The AASM was in Washington, D.C. last week and met with several federal lawmakers and agencies to discuss the importance of sleep. Meetings were timely since the Federal Aviation Administration (FAA) and Federal Motor Carrier Safety Administration (FMCSA) recently announced new rules addressing the maximum hours of work per shift and mandatory rest periods for passenger airline pilots and truck drivers.
AASM representatives met with legislative aides for the following Senators: Senator Johnny Isakson (R-GA), Senator Richard Burr (R-NC), Senator Kay Hagan (D-NC), Senator Frank Lautenberg (D-NJ), Senator John Kerry (D-MA), Senator Lamar Alexander (R-TN), Senator Mark Kirk (R-IL), and Senator Patty Murray, (D-WA). Senators were identified because they are the representatives of AASM Board members and serve on health care committees.
Discussions focused on: supporting the AASM’s proposal for an integrated care delivery model to the CMS Innovation Center; repealing the Sustainable Growth Rate (SGR); funding for NIH and sleep research; and the possible effects of Health Care Reform. Meetings were very positive and the AASM in the process of planning future meetings to continue discussing these important issues.
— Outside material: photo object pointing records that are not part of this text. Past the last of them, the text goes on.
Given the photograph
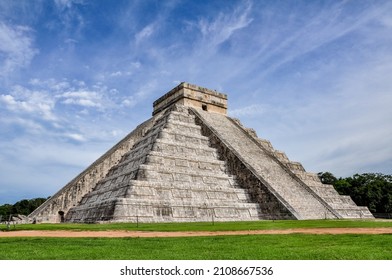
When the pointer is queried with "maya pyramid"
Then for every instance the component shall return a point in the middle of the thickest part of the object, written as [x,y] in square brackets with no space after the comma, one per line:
[191,162]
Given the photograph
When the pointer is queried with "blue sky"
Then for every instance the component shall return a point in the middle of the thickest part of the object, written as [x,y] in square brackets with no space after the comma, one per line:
[313,77]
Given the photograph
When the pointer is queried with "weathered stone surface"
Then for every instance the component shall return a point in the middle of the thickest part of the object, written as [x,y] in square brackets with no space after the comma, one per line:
[190,162]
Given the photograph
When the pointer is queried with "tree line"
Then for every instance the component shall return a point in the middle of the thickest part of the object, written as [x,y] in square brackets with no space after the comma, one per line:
[23,207]
[373,190]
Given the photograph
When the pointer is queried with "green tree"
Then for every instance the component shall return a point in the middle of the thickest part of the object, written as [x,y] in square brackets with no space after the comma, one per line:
[373,190]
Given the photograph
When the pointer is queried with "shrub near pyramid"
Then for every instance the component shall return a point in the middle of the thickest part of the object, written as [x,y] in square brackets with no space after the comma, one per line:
[191,162]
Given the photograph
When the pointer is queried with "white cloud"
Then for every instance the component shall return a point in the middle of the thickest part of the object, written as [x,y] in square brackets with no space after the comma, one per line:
[145,33]
[82,98]
[16,48]
[35,103]
[222,27]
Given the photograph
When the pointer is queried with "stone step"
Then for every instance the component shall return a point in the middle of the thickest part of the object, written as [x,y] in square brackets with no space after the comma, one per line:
[178,174]
[169,148]
[183,137]
[266,167]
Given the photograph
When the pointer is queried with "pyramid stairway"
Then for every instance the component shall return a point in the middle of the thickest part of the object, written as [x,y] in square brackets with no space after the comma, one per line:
[191,162]
[298,190]
[171,174]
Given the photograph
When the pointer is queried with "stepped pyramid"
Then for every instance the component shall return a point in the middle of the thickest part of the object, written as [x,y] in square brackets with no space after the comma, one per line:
[191,162]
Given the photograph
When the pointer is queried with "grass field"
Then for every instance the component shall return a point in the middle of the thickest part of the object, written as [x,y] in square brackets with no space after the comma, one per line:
[206,226]
[247,247]
[253,247]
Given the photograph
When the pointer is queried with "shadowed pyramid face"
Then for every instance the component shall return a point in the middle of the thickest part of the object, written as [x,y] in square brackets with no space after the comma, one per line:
[191,162]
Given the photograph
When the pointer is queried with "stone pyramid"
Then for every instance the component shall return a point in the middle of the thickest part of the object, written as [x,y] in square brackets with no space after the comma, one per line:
[191,162]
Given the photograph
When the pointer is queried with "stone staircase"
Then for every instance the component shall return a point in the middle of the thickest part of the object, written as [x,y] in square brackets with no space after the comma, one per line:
[303,191]
[171,174]
[293,193]
[190,162]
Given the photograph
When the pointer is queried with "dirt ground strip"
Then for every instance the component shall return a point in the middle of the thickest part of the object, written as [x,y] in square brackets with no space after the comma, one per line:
[114,234]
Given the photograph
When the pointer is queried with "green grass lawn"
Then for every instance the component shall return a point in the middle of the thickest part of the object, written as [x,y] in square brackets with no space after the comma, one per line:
[208,226]
[247,247]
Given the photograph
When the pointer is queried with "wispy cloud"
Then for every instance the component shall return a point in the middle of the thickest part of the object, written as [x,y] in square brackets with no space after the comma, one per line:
[16,48]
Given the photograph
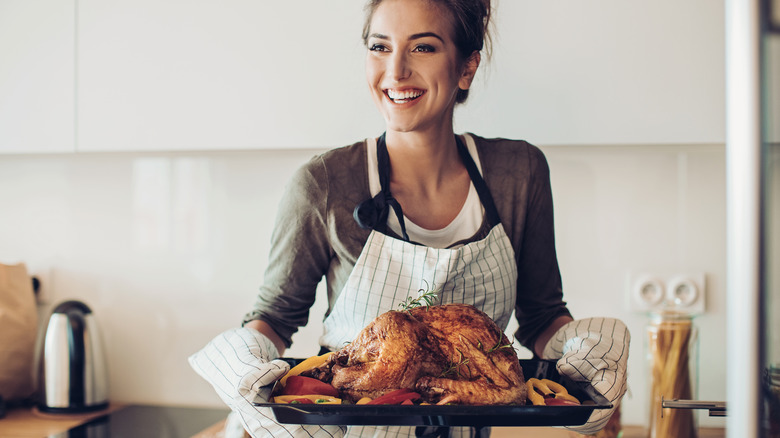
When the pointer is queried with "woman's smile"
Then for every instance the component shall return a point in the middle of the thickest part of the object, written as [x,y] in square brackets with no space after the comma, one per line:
[403,96]
[413,66]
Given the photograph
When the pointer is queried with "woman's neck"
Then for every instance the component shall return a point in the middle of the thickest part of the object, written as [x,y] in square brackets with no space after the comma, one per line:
[422,156]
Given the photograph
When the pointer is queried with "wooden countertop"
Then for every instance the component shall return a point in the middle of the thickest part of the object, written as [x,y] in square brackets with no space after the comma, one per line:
[30,422]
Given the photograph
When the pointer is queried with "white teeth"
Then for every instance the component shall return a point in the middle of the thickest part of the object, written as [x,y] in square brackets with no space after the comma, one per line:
[403,96]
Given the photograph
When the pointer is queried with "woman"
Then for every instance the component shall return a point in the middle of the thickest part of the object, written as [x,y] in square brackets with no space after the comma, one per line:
[418,206]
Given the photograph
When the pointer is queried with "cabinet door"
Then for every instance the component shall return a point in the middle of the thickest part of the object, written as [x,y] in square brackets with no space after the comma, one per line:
[604,72]
[228,74]
[37,76]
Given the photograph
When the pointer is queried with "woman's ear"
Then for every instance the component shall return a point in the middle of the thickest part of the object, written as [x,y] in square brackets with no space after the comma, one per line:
[469,71]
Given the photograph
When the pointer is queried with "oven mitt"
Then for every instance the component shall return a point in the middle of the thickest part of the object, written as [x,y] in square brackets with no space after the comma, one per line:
[241,365]
[593,350]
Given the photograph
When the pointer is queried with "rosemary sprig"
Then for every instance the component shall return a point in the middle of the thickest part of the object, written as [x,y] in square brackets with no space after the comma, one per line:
[427,295]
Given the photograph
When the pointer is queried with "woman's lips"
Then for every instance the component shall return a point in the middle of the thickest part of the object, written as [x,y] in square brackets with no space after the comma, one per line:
[403,96]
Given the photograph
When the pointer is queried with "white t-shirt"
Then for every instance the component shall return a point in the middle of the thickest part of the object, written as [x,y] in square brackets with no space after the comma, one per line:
[463,227]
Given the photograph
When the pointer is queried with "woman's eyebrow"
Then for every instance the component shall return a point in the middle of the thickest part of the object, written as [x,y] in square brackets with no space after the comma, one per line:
[415,36]
[426,34]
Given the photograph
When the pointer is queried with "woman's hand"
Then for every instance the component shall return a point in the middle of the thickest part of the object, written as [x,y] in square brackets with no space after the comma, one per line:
[241,365]
[593,350]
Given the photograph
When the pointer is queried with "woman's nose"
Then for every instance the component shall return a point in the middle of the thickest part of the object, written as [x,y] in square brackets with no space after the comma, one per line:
[399,66]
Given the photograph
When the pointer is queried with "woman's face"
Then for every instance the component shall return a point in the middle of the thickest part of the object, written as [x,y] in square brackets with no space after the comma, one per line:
[413,67]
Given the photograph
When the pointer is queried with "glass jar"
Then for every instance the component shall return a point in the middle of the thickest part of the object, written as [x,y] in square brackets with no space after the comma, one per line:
[672,346]
[772,388]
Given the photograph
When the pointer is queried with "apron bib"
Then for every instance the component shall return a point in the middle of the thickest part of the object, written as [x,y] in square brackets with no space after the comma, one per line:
[388,270]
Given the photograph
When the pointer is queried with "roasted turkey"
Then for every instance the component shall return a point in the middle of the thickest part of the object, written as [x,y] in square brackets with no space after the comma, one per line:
[451,351]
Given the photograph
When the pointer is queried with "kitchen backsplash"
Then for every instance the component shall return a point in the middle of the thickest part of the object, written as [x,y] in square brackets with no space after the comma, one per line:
[169,248]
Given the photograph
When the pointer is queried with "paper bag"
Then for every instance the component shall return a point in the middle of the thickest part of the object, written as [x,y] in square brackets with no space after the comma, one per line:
[18,332]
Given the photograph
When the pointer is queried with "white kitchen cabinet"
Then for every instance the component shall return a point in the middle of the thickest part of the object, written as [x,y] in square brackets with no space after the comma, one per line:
[244,74]
[236,74]
[37,76]
[604,72]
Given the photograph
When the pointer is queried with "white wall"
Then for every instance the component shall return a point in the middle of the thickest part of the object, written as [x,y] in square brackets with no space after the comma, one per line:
[168,249]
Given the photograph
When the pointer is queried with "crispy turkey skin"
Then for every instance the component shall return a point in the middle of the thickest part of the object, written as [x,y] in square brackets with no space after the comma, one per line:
[451,350]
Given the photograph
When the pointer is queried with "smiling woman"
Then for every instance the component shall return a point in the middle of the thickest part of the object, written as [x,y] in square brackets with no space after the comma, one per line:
[415,211]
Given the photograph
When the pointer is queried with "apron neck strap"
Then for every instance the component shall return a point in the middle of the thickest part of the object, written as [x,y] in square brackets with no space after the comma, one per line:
[479,184]
[372,213]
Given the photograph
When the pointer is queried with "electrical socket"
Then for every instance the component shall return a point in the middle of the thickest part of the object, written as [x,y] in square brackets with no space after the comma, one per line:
[667,291]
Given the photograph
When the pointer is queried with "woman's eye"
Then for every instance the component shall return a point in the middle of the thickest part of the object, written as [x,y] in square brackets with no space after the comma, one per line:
[377,47]
[425,48]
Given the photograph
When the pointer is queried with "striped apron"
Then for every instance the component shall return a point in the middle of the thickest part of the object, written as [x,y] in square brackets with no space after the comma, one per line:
[388,270]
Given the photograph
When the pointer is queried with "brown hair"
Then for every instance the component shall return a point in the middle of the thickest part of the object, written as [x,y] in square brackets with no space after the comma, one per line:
[470,20]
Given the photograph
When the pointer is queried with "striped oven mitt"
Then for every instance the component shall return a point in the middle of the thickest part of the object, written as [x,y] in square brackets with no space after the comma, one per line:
[593,350]
[241,365]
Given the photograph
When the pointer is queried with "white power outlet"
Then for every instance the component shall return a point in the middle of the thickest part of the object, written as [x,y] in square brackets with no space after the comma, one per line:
[667,291]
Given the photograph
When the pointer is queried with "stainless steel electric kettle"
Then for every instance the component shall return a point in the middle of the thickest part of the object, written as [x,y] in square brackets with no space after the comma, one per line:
[74,377]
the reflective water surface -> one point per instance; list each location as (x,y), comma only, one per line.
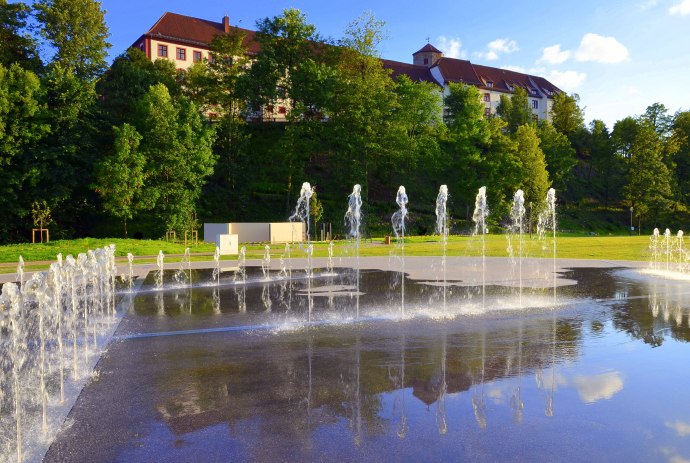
(285,371)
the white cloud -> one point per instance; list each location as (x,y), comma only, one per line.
(451,47)
(647,4)
(681,428)
(682,8)
(498,47)
(567,80)
(594,388)
(594,47)
(554,55)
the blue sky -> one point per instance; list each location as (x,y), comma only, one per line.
(619,56)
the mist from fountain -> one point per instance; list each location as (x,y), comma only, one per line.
(47,325)
(20,272)
(241,265)
(353,219)
(130,271)
(301,214)
(517,215)
(654,248)
(216,265)
(398,222)
(481,212)
(266,263)
(160,264)
(681,255)
(442,229)
(547,223)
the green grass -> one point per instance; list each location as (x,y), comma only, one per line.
(568,246)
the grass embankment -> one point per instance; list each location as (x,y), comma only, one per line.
(36,256)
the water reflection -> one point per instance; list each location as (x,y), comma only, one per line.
(364,389)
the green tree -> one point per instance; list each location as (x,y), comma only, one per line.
(177,147)
(121,176)
(558,153)
(18,46)
(681,131)
(649,181)
(515,109)
(76,30)
(566,115)
(535,178)
(22,127)
(606,162)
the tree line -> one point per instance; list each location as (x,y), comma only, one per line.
(141,148)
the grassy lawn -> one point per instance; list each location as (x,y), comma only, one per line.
(568,246)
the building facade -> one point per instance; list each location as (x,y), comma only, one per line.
(186,40)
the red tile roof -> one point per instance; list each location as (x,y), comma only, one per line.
(195,31)
(427,48)
(186,29)
(414,72)
(458,70)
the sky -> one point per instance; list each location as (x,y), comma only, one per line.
(618,56)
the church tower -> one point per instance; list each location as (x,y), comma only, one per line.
(427,55)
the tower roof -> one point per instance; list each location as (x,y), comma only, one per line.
(427,48)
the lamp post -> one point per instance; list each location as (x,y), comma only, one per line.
(631,226)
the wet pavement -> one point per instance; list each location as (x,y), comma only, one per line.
(313,370)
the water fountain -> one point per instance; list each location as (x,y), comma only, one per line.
(681,255)
(517,215)
(266,263)
(398,221)
(481,212)
(51,326)
(301,214)
(654,248)
(130,271)
(20,271)
(442,229)
(667,247)
(353,220)
(241,265)
(547,222)
(161,267)
(329,265)
(216,265)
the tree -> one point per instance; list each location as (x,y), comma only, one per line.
(22,127)
(515,109)
(76,30)
(658,116)
(535,178)
(128,80)
(121,176)
(625,132)
(558,154)
(649,181)
(287,46)
(606,162)
(566,115)
(177,147)
(17,46)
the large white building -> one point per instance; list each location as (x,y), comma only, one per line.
(186,40)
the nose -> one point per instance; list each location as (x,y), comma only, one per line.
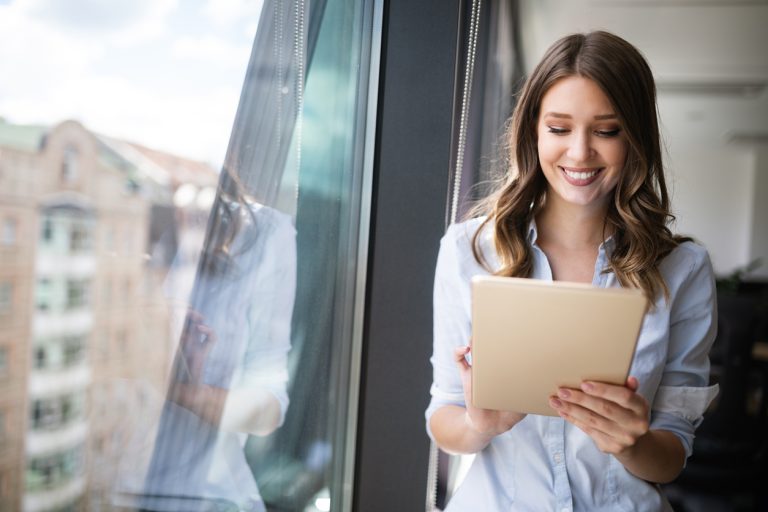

AASM also met with several Federal Agencies to strengthen ties, communicate the importance of effective sleep, and the role of the AASM as sleep experts. Meetings were conducted with the following agencies:
National Transportation Safety Board (NTSB)
NTSB is responsible for determining the probable cause of transportation accidents, promoting transportation safety, and assisting victims of transportation accidents and their families.
Federal Motor Carrier Safety Administration (FMCSA)
The mission of the FMCSA is improving the safety of commercial motor vehicles.
On December 22, 2011, the FMCSA revised its hours-of-service (HOS) safety requirements for commercial truck drivers. FMCSA’s new HOS final rule reduces by 12 hours the maximum number of hours a truck driver can work within a week. Under the old rule, truck drivers could work on average up to 82 hours within a seven-day period. The new HOS final rule limits a driver’s work week to 70 hours. In addition, truck drivers cannot drive after working eight hours without first taking a break of at least 30 minutes. Drivers can take the 30-minute break whenever they need rest during the eight-hour window. Commercial truck drivers and companies must comply with the HOS final rule by July 1, 2013.
Federal Aviation Administration (FAA)
The FAA strives to provide the safest, most efficient aerospace system in the world.
Similar to the FMCSA, the FAA recently implemented rules that overhaul commercial passenger airline pilot scheduling to ensure pilots have a longer opportunity for rest. Some of the rules include:
- Joint responsibility between the pilot and airline for ensuring the pilot is fit for duty. The pilot must sign that he or she is “fit” to take the flight. If a pilot reports fatigue, the airline must remove that pilot from duty.
- Fatigue Risk Management System: Option to develop an FAA-approved alternative method of compliance.
- Fatigue Education and Awareness Training Program: Provide annual fatigue education and awareness education for pilots, dispatchers, individuals directly involved in the scheduling of pilots, individuals directly involved in operational control, and any employee providing direct management oversight of those areas.
- Flight Duty Period: Split Duty Applied to night operations requiring at least 3 hours of rest during the flight duty period.
Federal Railroad Administration (FRA)
The FRA promulgates and enforces rail safety regulations; administer railroad assistance programs; conduct research and development in support of improved railroad safety.
National Highway Traffic Safety Administration (NHTSA)
NHTSA is responsible for administrating safety programs directs the highway safety and consumer programs.